The companion bills — SB 1265, introduced by Senate Majority Leader Richard Saslaw (D), and HB 1770, introduced by Del. Terry Kilgore (R) — cleared the Senate unanimously in votes Saturday and only drew one opposing vote in the House of Delegates from Del. Dave LaRock (R).

“What we got here today, though, finally is a good, well rounded deal,” Kilgore said. “A deal that’s good first and foremost, for Virginians. And a deal that’s good for Dominion, a utility whose health that we need to deliver energy reliably.”

The bill shifts $350 million from rate adjustment clauses into the base rates and spreads $1.7 billion in fuel costs that Dominion has incurred because of recent price rises over 10 years, Saslaw told his fellow senators as they debated the bill on the floor.

“Instead of getting a $17/month increase on July 1, it won’t happen,” Saslaw said. “It’ll be pennies more to the average bill as a result of being able to spread it out like that.”

Getting rid of the rate adjustment clauses will save the average customer between $6.50 and $7/month, he added.

The bill also includes changes to Dominion’s “rate collar,” so that if the utility over-collects by more than 70 basis points on its ROE, 85% of the excess will return to customers; if it over-collects by 150 points, all of it goes back to consumers.

“We’re going to vote on a bill that was not dictated to us by Dominion Power, but rather it was people working together from different viewpoints: the ratepayer viewpoints, the power company viewpoint, the industrial consumer viewpoint, even environmentalist viewpoint,” Sen. John Chapman Petersen (D) said. “Not everybody got what they wanted. But you didn’t have one entity dominating the conversation.”

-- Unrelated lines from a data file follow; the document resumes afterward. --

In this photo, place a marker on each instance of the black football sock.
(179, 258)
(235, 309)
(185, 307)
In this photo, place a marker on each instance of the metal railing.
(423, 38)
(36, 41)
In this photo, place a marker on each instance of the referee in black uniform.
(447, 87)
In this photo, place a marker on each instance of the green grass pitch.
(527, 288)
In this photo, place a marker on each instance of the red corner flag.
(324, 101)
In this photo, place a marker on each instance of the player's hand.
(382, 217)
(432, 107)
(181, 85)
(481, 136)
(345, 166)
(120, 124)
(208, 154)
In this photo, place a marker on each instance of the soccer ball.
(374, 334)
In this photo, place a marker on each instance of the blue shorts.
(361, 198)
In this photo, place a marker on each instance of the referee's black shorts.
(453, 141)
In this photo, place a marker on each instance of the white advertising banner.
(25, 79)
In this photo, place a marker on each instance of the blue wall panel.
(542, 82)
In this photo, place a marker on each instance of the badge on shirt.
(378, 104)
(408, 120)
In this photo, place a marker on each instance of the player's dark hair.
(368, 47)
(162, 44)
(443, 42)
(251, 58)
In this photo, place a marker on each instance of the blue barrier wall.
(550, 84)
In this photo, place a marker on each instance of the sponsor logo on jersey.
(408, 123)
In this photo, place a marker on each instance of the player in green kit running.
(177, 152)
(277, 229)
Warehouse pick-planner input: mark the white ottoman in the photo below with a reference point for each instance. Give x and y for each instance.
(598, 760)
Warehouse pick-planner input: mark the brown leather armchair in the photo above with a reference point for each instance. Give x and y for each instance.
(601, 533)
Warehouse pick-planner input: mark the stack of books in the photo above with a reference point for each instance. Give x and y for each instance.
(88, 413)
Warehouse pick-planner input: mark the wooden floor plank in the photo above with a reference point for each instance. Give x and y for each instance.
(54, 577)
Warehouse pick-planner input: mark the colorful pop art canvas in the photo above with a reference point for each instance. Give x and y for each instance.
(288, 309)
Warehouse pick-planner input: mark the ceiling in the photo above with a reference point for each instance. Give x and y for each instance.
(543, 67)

Senate Minority Leader Thomas Norment (R) pushed back on the notion that Dominion dictates the commonwealth’s electricity policies, noting that major corporations were behind the push to deregulate the electric industry more than two decades ago; years later, many of them also supported legislation stopping retail deregulation from going into effect.

How the law gets implemented is ultimately up to the SCC, but it only has one member now, and the legislature did not address the two vacancies, Sen. Scott Surovell (D) said. Currently the SCC only has Jehmal Hudson serving as a commissioner after Judith Jagdmann stepped down, and the legislature did not reappoint Angela Navarro, who had finished out Mark Christie’s term after he left to join FERC.

Surovell had introduced SB 1482, which would have added a fourth commissioner to the SCC, then eliminated that position when the next vacancy occurred, in an effort to break the logjam at the legislature.

“In order for somebody to be looking out for the little guy, we have to have a regulator that’s ready to follow through on all the discretion that’s been given under this bill,” Surovell said. “And right now, there’s only one commissioner sitting on the SCC and there’s two vacancies. And that’s not getting resolved today.”

Dominion welcomed the legislation’s passage, calling it a win for consumers and regulatory oversight.

“It will lower electricity bills for our customers, reduce the impact of rising fuel costs and strengthen SCC oversight,” a utility spokesman said in a statement. “We appreciate the leadership of the patrons, Gov. Youngkin, Attorney General [Jason] Miyares and lawmakers from both parties in getting this bipartisan legislation across the finish line.”